Le principe était clair : des personnes liées au conflit devaient être identifiées, vérifiées puis remises par le CICR, qui agit comme intermédiaire neutre. Selon les informations publiées au printemps, les listes de départ mentionnaient 311 personnes réclamées par l’AFC/M23 et 166 détenus liés au gouvernement congolais. Le transfert de 15 prisonniers constitue donc une première exécution partielle d’un dispositif beaucoup plus large.

Le retard n’est pas anodin. À plusieurs reprises, des médias et des sources onusiennes ont relevé le blocage de l’échange des détenus, sur fond de méfiance réciproque et de combats persistants dans l’Est. En juillet 2026 encore, Radio Okapi signalait que l’engagement pris à Montreux n’avait pas été respecté dans les délais.

Du côté congolais, cette prudence s’explique aussi par un contexte sécuritaire toujours tendu. Les FARDC accusent l’AFC/M23 de violer les engagements de paix, tandis que le groupe rebelle continue, selon l’ONU, à consolider des structures administratives parallèles dans les zones qu’il contrôle. Dans un tel environnement, libérer des détenus relève autant du calcul politique que de la construction d’un minimum de confiance.

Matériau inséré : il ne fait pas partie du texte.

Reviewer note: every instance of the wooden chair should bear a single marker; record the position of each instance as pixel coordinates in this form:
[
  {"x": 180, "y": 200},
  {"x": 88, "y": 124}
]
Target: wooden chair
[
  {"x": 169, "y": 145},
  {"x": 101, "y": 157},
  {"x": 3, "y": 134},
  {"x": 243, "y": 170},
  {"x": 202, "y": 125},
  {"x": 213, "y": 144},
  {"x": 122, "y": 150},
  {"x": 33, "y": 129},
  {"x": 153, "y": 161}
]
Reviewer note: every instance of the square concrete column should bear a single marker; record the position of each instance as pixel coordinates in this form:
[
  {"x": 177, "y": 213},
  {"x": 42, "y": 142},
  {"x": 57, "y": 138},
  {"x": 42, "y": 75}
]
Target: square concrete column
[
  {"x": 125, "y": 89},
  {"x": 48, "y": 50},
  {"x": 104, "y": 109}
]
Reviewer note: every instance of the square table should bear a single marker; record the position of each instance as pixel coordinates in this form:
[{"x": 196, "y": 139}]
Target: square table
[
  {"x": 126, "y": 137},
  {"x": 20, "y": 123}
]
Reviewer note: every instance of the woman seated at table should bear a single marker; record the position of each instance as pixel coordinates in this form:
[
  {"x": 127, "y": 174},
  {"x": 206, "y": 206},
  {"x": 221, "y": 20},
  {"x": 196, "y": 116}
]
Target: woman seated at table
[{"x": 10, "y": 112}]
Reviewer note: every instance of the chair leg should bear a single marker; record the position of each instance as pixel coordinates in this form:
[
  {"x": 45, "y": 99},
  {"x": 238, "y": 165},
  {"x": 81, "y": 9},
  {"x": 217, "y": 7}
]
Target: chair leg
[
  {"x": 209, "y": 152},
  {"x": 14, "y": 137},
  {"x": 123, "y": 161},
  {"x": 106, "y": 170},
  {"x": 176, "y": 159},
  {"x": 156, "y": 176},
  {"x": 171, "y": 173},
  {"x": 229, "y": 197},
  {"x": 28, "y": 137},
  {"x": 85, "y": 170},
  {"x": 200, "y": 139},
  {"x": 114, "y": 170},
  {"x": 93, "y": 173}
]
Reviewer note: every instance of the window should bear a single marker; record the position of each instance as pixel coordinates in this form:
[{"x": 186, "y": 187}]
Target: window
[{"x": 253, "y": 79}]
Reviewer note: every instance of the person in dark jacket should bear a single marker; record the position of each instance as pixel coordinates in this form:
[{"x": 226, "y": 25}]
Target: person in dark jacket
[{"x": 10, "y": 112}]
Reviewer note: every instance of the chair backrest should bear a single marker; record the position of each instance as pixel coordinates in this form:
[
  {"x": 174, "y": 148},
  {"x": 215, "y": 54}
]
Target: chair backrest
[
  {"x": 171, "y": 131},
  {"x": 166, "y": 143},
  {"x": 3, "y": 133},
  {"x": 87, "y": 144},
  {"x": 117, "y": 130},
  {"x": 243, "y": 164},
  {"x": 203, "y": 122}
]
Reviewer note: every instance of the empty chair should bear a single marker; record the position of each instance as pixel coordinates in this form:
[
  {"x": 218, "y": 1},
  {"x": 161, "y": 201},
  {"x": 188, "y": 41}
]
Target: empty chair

Un signal pour les civils, pas encore une garantie de paix

Pour les populations civiles, le premier effet possible d’un échange de détenus est simple : réduire le risque d’escalade immédiate. Mais la paix ne se décrète pas avec un seul geste. Dans l’est congolais, les violences, les enlèvements et les déplacements de population continuent de peser sur la vie quotidienne, tandis que l’accès humanitaire reste fragile.

La portée politique est pourtant réelle. En acceptant une remise partielle de prisonniers, Kinshasa envoie un message aux médiateurs, mais aussi à ses partenaires régionaux : la solution militaire seule ne suffit pas. En même temps, le pouvoir congolais évite de donner l’impression de céder sans contrepartie sur la souveraineté nationale, un point sensible dans un pays où l’opinion reste marquée par les séquelles de plusieurs cycles de guerre à l’est.

Pour l’AFC/M23, cette remise est une preuve de mise en œuvre partielle des engagements pris à Doha et à Montreux. Le mouvement a d’ailleurs insisté, ces derniers mois, sur la libération de ses membres et sur la remise de milliers de combattants capturés au CICR par ses soins, afin d’imposer le dossier des détenus comme condition centrale de la négociation.

Ce qu’il faut surveiller maintenant dans la région des Grands Lacs

La suite dépendra de la capacité des parties à transformer un échange limité en mécanisme régulier. Le prochain test sera la mise en œuvre complète du cadre de Doha : libération des détenus, fonctionnement du mécanisme de vérification du cessez-le-feu, et surtout baisse tangible des hostilités sur le terrain. Tant que ces trois volets n’avancent pas ensemble, le geste de ce 8 août restera une séquence utile, mais isolée.

À l’échelle africaine, le dossier congolais rappelle une réalité connue : dans les conflits prolongés, la paix progresse par petits blocs, avec des médiations croisées et des garanties régionales. La RDC, cœur minier et carrefour stratégique de l’Afrique centrale, reste l’un des dossiers où l’Union africaine, les pays de la région des Grands Lacs et les partenaires extérieurs devront encore prouver qu’ils peuvent faire converger sécurité, souveraineté et protection des civils.